International career^{‡}
- 2010: Hong Kong / 2 / (0)

Medal record
Representing Hong Kong
East Asian Games
| Gold medal – first place | 2009 Hong Kong | Football |

= Fung Kai Hong =

Hong Kong footballer

Fung Kai Hong (born 25 January 1986) is a former Hong Kong professional footballer who played as a defender.

==Club career==
Fung made his professional debut for Citizen when he played in Round 2, 1–0 loss to South China in the 2009–10 season. His first goal for the club, came later that season, when he netted in Citizen's 3–1 victory over Shatin.

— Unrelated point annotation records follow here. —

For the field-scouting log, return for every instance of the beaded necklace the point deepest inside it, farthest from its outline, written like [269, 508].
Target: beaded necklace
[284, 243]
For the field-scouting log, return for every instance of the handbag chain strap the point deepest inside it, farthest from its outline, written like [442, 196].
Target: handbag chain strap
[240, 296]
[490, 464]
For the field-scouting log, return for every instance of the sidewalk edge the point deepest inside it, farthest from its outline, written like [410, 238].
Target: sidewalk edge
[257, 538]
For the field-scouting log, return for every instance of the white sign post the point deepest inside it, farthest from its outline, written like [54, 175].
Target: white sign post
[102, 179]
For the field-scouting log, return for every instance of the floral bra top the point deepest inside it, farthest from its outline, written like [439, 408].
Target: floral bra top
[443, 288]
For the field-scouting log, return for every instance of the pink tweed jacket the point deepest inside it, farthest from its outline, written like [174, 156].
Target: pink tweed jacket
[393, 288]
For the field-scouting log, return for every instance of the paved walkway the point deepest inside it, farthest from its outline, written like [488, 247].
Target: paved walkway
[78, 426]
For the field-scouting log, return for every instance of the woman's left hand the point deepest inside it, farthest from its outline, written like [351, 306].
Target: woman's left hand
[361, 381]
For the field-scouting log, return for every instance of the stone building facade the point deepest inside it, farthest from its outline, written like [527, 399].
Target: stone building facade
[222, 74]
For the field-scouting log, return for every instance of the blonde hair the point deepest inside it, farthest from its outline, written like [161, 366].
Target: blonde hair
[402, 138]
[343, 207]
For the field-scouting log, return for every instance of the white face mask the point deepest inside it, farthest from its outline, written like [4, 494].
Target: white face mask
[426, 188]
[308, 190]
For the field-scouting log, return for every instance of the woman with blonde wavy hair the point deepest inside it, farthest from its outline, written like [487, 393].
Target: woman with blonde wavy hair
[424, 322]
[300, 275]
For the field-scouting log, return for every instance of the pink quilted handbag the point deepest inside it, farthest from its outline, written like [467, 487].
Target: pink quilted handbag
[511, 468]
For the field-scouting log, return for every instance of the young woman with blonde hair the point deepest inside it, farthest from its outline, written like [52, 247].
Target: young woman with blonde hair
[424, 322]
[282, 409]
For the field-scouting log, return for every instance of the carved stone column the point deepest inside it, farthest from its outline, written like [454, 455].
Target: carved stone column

Fung joined Pegasus in July 2012 after being released by Citizen. However, he was again released by the club after spending one season with them. He joined newly-promoted side Yuen Long on 17 June 2013.

==International career==
Fung has represented the Hong Kong national team on two separate occasions, against Bahrain, and once against Yemen, both during qualification for the 2011 Asian Cup, in which Hong Kong failed to qualify for, finishing last in their group.